Department of Chemical Engineering, University of Illinois at Chicago, Chicago, IL 60607.
Proc Natl Acad Sci U S A. 2017 Oct 17;114(42):E8812-E8821. doi: 10.1073/pnas.1713164114. Epub 2017 Oct 2.
Electrochemical reduction of CO using renewable sources of electrical energy holds promise for converting CO to fuels and chemicals. Since this process is complex and involves a large number of species and physical phenomena, a comprehensive understanding of the factors controlling product distribution is required. While the most plausible reaction pathway is usually identified from quantum-chemical calculation of the lowest free-energy pathway, this approach can be misleading when coverages of adsorbed species determined for alternative mechanism differ significantly, since elementary reaction rates depend on the product of the rate coefficient and the coverage of species involved in the reaction. Moreover, cathode polarization can influence the kinetics of CO reduction. Here, we present a multiscale framework for ab initio simulation of the electrochemical reduction of CO over an Ag(110) surface. A continuum model for species transport is combined with a microkinetic model for the cathode reaction dynamics. Free energies of activation for all elementary reactions are determined from density functional theory calculations. Using this approach, three alternative mechanisms for CO reduction were examined. The rate-limiting step in each mechanism is **COOH formation at higher negative potentials. However, only via the multiscale simulation was it possible to identify the mechanism that leads to a dependence of the rate of CO formation on the partial pressure of CO that is consistent with experiments. Simulations based on this mechanism also describe the dependence of the H and CO current densities on cathode voltage that are in strikingly good agreement with experimental observation.
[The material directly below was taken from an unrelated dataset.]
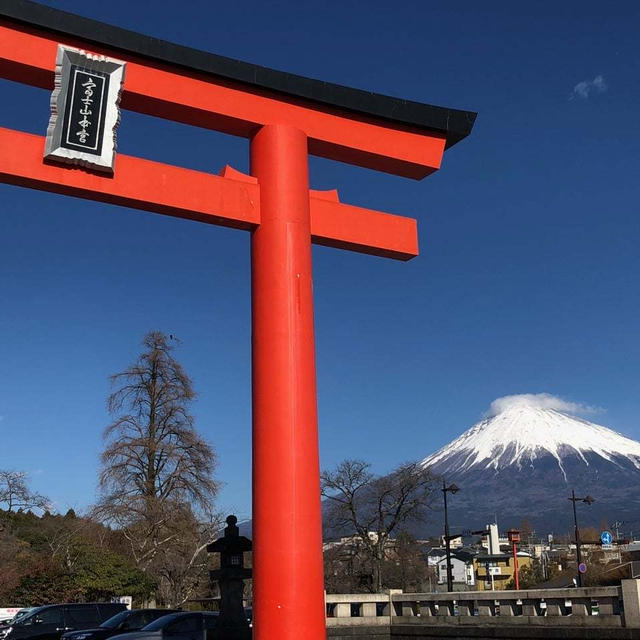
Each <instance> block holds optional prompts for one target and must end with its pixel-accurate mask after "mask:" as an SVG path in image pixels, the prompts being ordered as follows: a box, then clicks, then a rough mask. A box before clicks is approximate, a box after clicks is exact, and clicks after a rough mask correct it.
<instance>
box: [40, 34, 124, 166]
mask: <svg viewBox="0 0 640 640" xmlns="http://www.w3.org/2000/svg"><path fill="white" fill-rule="evenodd" d="M124 66H125V63H124V62H122V61H121V60H114V59H113V58H107V57H106V56H101V55H94V54H91V53H87V52H86V51H83V50H81V49H74V48H73V47H67V46H64V45H61V44H59V45H58V54H57V56H56V77H55V87H54V90H53V93H52V94H51V117H50V118H49V127H48V129H47V138H46V141H45V146H44V157H45V158H46V159H47V160H59V161H61V162H67V163H69V164H76V165H81V166H84V167H89V168H92V169H97V170H99V171H107V172H109V173H112V172H113V163H114V157H115V148H116V129H117V127H118V124H119V123H120V107H119V104H120V93H121V91H122V82H123V80H124Z"/></svg>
使用可再生电能电化学还原 CO 有望将 CO 转化为燃料和化学品。由于这个过程很复杂,涉及到大量的物种和物理现象,因此需要全面了解控制产物分布的因素。虽然最合理的反应途径通常是从量子化学计算最低自由能途径来确定的,但当替代机制中吸附物种的覆盖率有很大差异时,这种方法可能会产生误导,因为基本反应速率取决于参与反应的物种的速率系数和覆盖率的乘积。此外,阴极极化会影响 CO 还原的动力学。在这里,我们提出了一个用于在 Ag(110)表面上进行电化学还原 CO 的从头算模拟的多尺度框架。物种传输的连续体模型与阴极反应动力学的微观动力学模型相结合。所有基本反应的活化自由能都是从密度泛函理论计算中确定的。使用这种方法,研究了 CO 还原的三种替代机制。每个机制的速率限制步骤都是在更高的负电势下形成 **COOH。然而,只有通过多尺度模拟,才有可能确定导致 CO 形成速率与 CO 分压相关的机制,这与实验结果一致。基于该机制的模拟还描述了 H 和 CO 电流密度随阴极电压的变化,与实验观察结果非常吻合。